The logging_enabled=false configuration did not work properly in my site file to disable these writes. But launching kismet with the parameter -n to force logging disabled, stopped all disk writes from the application.
https://www.kismetwireless.net/docs/readme/logging/
logging_enabled=false
vs https://github.com/kismetwireless/kismet/blob/2ddf8ac56418f4dcaa88674ffa0473b242a9deda/logtracker.cc#L138
Moving on to disabling Kismet DB and utilizing only log_types=pcapng, my initial observation via atop is that write ops are low and mostly consistent at ~5 every 10s so far.
I will need to continue running kismet to determine if the ops increase.
Unlike the kismet log type, the pcapng type has not contributed to ever increasing write ops. It does appear to be an issue with the Kismet DB.

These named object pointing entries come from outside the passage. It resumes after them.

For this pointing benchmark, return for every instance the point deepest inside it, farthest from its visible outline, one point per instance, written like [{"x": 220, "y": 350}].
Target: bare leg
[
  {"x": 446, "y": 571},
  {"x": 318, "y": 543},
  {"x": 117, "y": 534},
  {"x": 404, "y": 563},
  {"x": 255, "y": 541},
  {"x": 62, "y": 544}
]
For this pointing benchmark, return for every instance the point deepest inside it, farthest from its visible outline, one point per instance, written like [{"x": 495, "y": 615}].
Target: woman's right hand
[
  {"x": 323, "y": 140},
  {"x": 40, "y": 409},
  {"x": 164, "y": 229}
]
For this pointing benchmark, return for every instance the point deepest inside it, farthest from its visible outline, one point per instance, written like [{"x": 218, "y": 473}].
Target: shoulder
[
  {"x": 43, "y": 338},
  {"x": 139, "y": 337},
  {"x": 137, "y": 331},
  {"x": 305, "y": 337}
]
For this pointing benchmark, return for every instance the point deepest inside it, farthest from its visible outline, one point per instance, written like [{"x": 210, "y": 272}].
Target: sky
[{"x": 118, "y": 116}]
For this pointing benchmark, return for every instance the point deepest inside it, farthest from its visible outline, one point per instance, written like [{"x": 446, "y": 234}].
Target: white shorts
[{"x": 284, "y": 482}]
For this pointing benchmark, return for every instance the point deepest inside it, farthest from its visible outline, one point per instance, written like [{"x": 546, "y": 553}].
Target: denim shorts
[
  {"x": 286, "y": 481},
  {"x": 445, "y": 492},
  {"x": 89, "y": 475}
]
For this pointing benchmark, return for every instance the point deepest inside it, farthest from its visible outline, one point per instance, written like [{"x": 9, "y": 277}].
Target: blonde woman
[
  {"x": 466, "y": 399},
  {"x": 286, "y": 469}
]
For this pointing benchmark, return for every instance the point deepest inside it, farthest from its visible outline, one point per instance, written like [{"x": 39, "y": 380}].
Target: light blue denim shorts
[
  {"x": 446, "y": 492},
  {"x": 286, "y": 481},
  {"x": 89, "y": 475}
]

gps=gpsd:host=localhost,port=2947,reconnect=true
source=wlan1:name=adapter24ghs:type=rtl8187,channels="1,2,3,4,5,6,7,8,9,10,11,12,13"
source=hci0:name=bluetooth:type=linuxbluetooth
track_device_seenby_views=false
track_device_phy_views=false
manuf_lookup=false
track_device_rrds=false
kis_log_packets=false
kis_log_messages=false
#logging_enabled=false
#enable_logging=false
#log_types=pcapng
#dot11_view_accesspoints=false
#dot11_fingerprint_devices=false
#keep_datasource_signal_history=false
#keep_location_cloud_history=false
#tracker_device_timeout=60
I need to leave off tonight with my kismet_site.conf used while testing. The optimization config at the end did not eliminate the increasing write ops issue.